Understanding the consequences of inhalation exposure to engineered nanoparticles (NPs) is critical due to their increasing use in aerosols, aerosol-generating processes, and subsequent environmental release. Inhalation toxicity continues to be assessed using animal models at the onset; however, the use of air-liquid interface (ALI) cell exposure has gained traction for screening lung toxicity of substances in vitro.  A driver for novel ALI techniques includes the variable interactions that particles have with exposed media.  For example, particles that enter the respiratory tract deposit in different regions dependent partially on their properties and characteristics (e.g. size: 5-30 μm particles in nasopharyngeal regions due to inertia; 1-5 μm particles will settle in tracheobronchial regions, <1 μm including NPs penetrate deeply into the alveolar regions with the potential to interact with alveolar epithelium).
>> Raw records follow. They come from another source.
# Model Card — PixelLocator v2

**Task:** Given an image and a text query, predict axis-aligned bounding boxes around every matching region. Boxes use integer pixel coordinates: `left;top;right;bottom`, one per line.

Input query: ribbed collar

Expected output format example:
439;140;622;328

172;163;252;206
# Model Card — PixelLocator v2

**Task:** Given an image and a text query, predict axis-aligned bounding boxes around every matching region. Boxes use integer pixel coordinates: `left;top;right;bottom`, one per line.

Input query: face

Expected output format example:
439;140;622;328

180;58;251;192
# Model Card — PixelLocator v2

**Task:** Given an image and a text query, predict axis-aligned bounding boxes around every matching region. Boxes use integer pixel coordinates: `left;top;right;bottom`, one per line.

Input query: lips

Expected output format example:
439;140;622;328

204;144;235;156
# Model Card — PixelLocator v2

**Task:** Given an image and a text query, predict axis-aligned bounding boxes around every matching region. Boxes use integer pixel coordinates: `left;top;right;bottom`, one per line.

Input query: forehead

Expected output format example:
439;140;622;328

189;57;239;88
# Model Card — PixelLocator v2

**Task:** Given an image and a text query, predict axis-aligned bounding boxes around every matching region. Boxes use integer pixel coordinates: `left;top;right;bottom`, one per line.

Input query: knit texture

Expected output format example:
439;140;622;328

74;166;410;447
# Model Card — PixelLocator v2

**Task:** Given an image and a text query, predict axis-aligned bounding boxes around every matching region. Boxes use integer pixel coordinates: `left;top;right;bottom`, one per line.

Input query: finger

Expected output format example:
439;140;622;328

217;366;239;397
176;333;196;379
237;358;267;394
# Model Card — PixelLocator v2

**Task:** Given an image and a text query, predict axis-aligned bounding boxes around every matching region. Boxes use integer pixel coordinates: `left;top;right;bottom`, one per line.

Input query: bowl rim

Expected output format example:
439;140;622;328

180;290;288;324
This talk will focus on the design of ALI cell exposure systems, including variables such as flow profiles and real-time measurements.  Studies involving ALI cell exposure for preclinical respiratory medicine testing of iron oxide nanoparticles as well as for on-site occupational exposure testing will be described.  Challenges to standardization of ALI cell exposure, such as choice in lung models, positive/negative controls, and cross-method correlation, will be discussed.  As in vitro alternatives to animal testing are continually sought, I will conclude with thoughts on the applicability of ALI cell exposure to substitute the rodent-based OECD 403 acute inhalation toxicity protocol.